Wednesday, June 17, 2015

My new helper is #human_too

When I was invited to be part of the judging panel for the Bahrain Awareness Award, I jumped to the opportunity and here’s just one reason why:


This week, and after a 3 month wait with a lot of jumping through hoops to fulfill her government’s migration requirements, my new domestic helper has arrived safely in Bahrain. It is so close to Ramadan that you just know how precious her arrival was to me. She is 32 yours old and single mother to 3 children the youngest of which is only 2 years old…


I welcomed her into my home and showed her around and then took her to her room to rest. Every morning she would come down with bloodshot eyes and a despondent look on her face until one day I asked if she was alright and if she needed anything when she suddenly disintegrated into a flood of tears. Once she calmed down she explained that she misses her children and especially her youngest who was too small to understand why her mother was no longer with her…


As a mother myself, this one statement was like a knife in my heart triggering a storm of erratic emotions. I started questioning my own morals wondering why it didn’t occur to me that this would be the case and whether or not I’ve made the right decision causing this rift in such a fragile family. Am I the villain for extricating her from her world and throwing her into this one? Have I created too many victims in the process of ensuring my own comfort?


Would I ever consider leaving my children and traveling thousands of miles to take care of somebody else’s children? Would I be willing to deprive them of access to my affection and venture into unknown territory with a questionable living and working environment? They hear of the stories of abuse and destitution that come out of our region towards domestic helpers and in spite of it all they do come; and there is only one reason for that: 




Human beings were born with choices and decisions and consequences; some of us more than others. Those who believe that they have no choice are the ones who compromise on their happiness and that of their children for what they believe is their own good do so because they run out of choices. They have exhausted all possible options in their countries and have barely managed to survive. The only choice they seem to have is to live at someone else’s mercy five time zones away just to barely make enough to give their children a better life… without them in it. They settle to become mere spectators in the new and improved lives they’ve created with the meager income they earn by making our lives easier.


As recipients of their services, as custodians to their welfare, as privileged individuals happily living in the bosom of our families able to embrace our own children whenever we please, would it be too much trouble to treat them with a little respect? 

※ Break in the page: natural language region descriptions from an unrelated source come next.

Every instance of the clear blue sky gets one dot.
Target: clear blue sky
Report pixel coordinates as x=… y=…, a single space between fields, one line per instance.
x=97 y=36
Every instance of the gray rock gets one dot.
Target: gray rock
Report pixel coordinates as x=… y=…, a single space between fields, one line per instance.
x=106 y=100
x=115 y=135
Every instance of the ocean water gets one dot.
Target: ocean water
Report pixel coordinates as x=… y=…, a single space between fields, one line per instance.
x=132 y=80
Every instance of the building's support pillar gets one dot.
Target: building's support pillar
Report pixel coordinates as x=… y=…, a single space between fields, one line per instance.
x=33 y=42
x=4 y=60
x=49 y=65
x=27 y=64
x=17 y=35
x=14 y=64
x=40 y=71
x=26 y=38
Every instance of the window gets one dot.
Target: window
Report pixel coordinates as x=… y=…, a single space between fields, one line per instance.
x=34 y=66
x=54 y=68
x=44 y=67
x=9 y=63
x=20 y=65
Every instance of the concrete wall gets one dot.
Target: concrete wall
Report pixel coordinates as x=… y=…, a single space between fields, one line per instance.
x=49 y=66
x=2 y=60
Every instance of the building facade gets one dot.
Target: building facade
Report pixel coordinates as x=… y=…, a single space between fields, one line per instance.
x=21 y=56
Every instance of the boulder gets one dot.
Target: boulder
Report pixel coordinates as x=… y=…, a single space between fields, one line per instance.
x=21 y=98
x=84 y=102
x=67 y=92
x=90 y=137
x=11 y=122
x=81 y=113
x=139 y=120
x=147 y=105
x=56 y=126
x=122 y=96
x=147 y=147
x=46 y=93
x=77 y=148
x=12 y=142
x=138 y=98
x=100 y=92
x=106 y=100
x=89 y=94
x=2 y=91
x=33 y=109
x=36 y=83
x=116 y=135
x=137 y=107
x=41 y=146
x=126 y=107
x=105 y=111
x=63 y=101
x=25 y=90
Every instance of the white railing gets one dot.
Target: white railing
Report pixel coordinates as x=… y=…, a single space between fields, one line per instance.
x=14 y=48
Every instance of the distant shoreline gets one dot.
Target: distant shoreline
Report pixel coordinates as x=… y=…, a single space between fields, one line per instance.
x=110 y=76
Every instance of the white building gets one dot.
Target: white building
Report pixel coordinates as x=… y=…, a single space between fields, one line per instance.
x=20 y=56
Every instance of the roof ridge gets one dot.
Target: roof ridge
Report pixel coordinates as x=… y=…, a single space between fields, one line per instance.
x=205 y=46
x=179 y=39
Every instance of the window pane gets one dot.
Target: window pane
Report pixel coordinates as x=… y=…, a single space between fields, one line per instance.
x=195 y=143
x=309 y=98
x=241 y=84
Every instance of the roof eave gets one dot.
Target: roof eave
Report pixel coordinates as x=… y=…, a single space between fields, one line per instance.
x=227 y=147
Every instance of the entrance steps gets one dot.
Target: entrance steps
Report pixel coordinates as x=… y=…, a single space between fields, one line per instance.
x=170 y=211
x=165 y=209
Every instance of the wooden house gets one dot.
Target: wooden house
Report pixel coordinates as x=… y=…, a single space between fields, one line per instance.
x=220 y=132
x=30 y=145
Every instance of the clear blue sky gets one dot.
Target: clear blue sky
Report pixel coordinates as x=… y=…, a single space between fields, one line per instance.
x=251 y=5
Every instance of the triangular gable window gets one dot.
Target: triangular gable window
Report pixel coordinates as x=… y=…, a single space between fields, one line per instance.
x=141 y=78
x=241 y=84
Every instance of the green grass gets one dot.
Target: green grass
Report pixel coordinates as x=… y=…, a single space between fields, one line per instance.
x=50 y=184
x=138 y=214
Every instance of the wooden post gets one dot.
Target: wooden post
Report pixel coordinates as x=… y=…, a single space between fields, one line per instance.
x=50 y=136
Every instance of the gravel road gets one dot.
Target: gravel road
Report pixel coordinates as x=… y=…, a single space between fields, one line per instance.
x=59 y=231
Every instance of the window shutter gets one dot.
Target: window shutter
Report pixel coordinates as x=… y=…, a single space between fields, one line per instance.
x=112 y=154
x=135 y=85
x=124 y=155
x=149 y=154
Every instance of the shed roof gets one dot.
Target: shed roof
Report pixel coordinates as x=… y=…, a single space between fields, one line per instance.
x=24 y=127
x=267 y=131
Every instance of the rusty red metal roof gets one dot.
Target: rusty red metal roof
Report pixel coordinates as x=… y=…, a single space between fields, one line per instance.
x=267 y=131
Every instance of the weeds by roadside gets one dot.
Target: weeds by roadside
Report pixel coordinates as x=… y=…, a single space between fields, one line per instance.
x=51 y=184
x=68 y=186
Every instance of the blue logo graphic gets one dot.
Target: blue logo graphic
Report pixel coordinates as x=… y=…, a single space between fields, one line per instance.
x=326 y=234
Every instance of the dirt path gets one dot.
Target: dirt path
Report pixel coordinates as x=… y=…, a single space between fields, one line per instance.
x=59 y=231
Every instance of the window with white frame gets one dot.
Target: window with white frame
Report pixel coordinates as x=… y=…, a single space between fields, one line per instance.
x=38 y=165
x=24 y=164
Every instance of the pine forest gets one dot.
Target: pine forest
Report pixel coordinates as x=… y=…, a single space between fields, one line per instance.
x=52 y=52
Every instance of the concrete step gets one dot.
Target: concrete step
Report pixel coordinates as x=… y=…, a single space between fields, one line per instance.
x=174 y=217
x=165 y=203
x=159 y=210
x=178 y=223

The Bahrain Award has given me a way to contribute to this cause. 50 submissions, 23 shortlisted and 750,000 views. If only 1% of these views have had an impact we would have 7,500 people paying their domestic help on time. Next round is going regional; more views and higher impact and driven by the future “sirs” and “madams” of their own households… just imagine what will become when they have their own domestic help…


It is a flash forward of a future that makes me proud of our youth today.